Parlamint Parlameter bootstrapping setup

What is this for?

This is to set up your own Parlameter with the data from the Parlamint corpus. Once you have the below requirements installed you only need to run a single command and everything will be set up for you.

The script automatically downloads data from the Clarin repository Multilingual comparable corpora of parliamentary debates ParlaMint 2.1 for the specified country.

After it's done (actually, even before it's done) you'll be able to access Parlameter website at http://localhost:3066/ and the API at http://localhost:8000/. It will also automatically set up a PostgreSQL database for you as well as a SOLR instance.

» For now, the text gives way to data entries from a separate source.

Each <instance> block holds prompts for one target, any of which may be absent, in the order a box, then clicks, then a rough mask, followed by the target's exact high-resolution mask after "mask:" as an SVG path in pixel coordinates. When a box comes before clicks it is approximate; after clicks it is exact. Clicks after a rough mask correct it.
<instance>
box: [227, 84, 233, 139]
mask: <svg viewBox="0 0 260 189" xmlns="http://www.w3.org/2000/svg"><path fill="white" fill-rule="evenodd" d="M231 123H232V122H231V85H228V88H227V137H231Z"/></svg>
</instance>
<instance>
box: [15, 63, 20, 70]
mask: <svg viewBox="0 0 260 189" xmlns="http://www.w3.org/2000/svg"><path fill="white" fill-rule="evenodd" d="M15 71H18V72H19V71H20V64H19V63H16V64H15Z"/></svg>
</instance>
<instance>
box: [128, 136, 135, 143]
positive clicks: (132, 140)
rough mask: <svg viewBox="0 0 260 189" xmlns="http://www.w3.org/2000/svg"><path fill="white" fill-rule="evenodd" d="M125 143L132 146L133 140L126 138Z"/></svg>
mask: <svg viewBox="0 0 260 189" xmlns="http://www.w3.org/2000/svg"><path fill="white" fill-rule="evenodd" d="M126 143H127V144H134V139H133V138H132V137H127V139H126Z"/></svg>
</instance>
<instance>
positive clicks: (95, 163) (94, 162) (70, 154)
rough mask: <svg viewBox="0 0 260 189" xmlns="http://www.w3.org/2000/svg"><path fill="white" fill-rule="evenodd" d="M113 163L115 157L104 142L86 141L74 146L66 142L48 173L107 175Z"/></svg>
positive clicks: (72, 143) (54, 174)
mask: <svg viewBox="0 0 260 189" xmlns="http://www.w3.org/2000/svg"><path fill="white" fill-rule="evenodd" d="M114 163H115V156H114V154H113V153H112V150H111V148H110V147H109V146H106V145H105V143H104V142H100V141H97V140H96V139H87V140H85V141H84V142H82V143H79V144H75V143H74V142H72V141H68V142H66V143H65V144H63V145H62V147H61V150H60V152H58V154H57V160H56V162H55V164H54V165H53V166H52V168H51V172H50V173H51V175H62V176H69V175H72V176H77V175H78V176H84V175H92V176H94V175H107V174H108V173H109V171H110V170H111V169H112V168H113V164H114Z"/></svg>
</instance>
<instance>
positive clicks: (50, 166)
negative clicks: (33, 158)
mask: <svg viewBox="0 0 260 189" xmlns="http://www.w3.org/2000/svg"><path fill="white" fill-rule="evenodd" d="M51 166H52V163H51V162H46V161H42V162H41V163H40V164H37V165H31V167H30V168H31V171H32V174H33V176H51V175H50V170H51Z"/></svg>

All of the commands run inside containers so they will not pollute affect your local setup.

Requirements

  • make sure you run git submodule update --init --recursive to get all the code
  • Linux
  • Docker
  • docker-compose
  • an internet connection

How to?

Just run bootstrap.sh with your country code of choice as the first argument and follow the prompts. You'll have to enter your sudo password for docker to be able to run its commands.

Example bootstrapping of Slovenian data

$ ./bootstrap.sh SI

I want to change my lemmatizer

No problem, just override lemmatize_many in parladata/parlacards/scores/common.py.

I want to change my SOLR config

No problem, just edit parlasearch/solr/parlasearch-conf/schema.xml and parlasearch/solr/parlasearch-conf/solrconfig.xml.

How do I run individual steps?

Peek into bootstrap.sh. You'll find each step sorrounded by explanatory echo calls.